I would not call this game challenging, especially if you level up your magic users as I did, which may or may not be something that players want here. If you’re playing this more for the visual novel aspect than the RPG elements, that is probably fine. In fact, after you beat the game, you have the option of turning on a cheat that allows you to automatically win every battle. The weird thing about that cheat is that you still enter the battle, and you have to make an attack (or be attacked first). If you’re going to win the battle anyway, you might as well skip that screen entirely. (You can also turn on a cheat that gives you 10,000 gold, which is nice if you don’t want to worry about having powerful weapons.) There are three possible (slightly varying) endings without the DLC, and two additional endings if you do get the DLC. I think that if they were to do a sequel to this, the “true” ending would probably be one of the DLC ones. It is interesting that if you romance multiple people, it could lead to confrontation, but other than that possibility, the romances are fairly easy as well.
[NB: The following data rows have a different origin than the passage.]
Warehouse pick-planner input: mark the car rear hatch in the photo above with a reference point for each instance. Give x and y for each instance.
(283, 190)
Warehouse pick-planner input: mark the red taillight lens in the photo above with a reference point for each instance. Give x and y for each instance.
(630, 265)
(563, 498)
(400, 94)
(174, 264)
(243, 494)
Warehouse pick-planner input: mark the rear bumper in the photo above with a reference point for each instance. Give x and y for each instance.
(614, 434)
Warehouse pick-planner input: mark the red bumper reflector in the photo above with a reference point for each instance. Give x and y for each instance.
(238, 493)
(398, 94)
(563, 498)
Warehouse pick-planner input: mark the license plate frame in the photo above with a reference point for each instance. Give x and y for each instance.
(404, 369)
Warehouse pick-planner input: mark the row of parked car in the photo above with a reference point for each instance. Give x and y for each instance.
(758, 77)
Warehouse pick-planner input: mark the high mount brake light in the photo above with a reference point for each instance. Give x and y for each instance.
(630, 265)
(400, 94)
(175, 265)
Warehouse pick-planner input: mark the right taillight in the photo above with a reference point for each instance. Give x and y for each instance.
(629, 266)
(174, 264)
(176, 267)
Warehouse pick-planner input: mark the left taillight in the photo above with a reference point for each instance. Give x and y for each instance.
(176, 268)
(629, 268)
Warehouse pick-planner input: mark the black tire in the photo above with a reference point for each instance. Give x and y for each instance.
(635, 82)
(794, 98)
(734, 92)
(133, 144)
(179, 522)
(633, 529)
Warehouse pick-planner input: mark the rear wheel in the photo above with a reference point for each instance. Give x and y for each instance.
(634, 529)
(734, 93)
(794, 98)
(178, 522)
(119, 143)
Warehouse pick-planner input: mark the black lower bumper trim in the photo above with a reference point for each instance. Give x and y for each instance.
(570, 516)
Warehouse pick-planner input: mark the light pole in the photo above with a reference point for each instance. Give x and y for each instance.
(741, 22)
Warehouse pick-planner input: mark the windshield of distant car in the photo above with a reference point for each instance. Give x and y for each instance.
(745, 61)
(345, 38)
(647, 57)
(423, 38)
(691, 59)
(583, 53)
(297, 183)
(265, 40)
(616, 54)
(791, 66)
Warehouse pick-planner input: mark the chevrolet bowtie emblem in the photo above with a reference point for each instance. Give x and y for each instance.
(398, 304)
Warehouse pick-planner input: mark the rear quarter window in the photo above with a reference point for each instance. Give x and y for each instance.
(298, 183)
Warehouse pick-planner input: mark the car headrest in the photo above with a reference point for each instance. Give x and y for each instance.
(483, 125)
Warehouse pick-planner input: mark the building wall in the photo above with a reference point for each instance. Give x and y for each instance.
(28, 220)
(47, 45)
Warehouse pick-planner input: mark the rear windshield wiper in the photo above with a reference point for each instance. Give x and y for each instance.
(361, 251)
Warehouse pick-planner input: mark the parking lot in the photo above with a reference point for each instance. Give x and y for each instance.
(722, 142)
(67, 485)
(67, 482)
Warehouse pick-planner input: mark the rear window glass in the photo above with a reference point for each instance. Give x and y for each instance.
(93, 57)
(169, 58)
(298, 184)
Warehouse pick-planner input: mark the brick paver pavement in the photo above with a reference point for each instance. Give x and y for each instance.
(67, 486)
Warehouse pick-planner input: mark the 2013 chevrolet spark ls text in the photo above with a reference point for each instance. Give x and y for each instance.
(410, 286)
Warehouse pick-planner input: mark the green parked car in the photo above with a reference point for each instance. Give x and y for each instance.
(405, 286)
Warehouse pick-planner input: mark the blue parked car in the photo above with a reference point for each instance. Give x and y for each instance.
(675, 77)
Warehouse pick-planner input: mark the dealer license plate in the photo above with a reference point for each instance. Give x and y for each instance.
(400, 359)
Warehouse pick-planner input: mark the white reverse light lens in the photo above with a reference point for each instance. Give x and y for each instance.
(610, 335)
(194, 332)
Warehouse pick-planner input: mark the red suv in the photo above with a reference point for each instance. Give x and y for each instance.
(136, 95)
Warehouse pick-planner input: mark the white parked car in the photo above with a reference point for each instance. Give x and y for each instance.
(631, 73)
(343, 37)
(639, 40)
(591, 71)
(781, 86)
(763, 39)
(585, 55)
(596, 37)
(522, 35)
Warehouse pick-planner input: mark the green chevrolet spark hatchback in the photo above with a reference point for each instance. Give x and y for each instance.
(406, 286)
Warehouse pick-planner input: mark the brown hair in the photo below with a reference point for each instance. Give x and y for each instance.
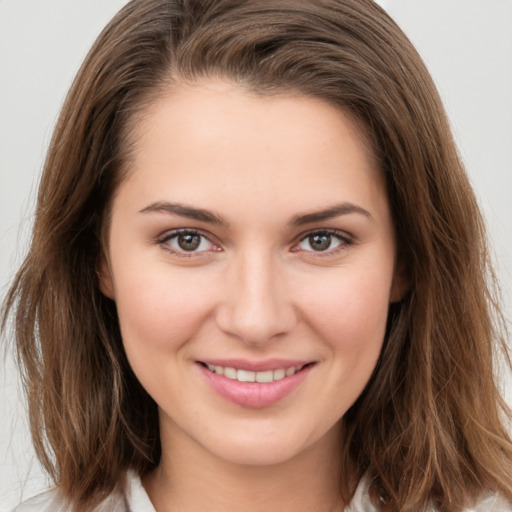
(430, 425)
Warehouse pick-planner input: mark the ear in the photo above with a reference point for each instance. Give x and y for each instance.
(105, 281)
(401, 283)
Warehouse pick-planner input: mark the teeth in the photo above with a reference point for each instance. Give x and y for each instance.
(248, 376)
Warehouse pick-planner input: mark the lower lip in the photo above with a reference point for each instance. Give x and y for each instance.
(255, 395)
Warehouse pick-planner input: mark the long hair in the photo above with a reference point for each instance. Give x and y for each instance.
(430, 427)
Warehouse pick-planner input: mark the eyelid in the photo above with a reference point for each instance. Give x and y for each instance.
(344, 238)
(163, 240)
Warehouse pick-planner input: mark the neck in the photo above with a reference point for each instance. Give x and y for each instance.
(191, 478)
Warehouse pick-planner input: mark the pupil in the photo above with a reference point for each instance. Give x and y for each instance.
(189, 241)
(320, 242)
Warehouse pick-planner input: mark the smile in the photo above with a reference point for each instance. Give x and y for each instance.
(249, 376)
(263, 386)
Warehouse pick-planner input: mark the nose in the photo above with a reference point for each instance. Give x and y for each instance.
(256, 307)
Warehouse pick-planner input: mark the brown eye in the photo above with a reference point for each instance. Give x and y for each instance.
(188, 241)
(320, 241)
(324, 241)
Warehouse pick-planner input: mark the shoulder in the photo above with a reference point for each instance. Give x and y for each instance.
(44, 502)
(135, 500)
(51, 501)
(361, 502)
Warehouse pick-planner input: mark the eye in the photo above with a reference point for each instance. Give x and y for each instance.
(324, 241)
(186, 242)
The DLC for this, The Castle of N’Mar, adds a couple of extra zones, as well as four characters, three of which are romanceable, depending on your character’s gender. This DLC can actually affect the ending of the game, so if you’re wanting to explore that, it could be worth your time, though the price seemed a tad steep for me at a little over 1/3 the cost of the game. There are a couple of minor display issues; for example, if you leave when talking to Zeal and come back, you’ll talk to him but his portrait won’t actually come up. That’s the only occurrence of missing portraits that I ran into, but it was a little weird talking to thin air.
This game is definitely worth playing at some point if you like visual novels, but it felt like it could be a tad bit overpriced for what you get visually. However, the Steam version of the game is cheaper than the non-Steam version, if that is something you’d like to keep in mind. It took me about ten hours to do my first playthrough, with subsequent playthroughs going much quicker with the skip text option on. Regardless, I think I’d like to pick up more DLC for the game, assuming there is any more, and I have heard a few rumors of a sequel, which I think would be worth taking a look at as well. I generally like what they’ve done with the game and think there’s potential for Winter Wolves to break the mold in future releases. I certainly look forward to their efforts.
Short Attention Span Summary
Loren the Amazon Princess is an aesthetically-pleasing visual novel with RPG elements that is worth your time and a few playthroughs, though it’s not particularly challenging in terms of the battle system. It seems a little overpriced, but regardless, it is a fun time if you’re wanting to spend a few hours romancing warriors and mages. Even if it can’t decide whether it has homages to other fantasy franchises or is pulling directly from them, they’re done well enough that you can invest yourself in your party members’ decisions and responses to you. The game is very much worth getting on Steam or Amazon, where it’s cheaper. There’s replay value here, especially if you like exploring different romances and endings, and if you’re an achievement hunter.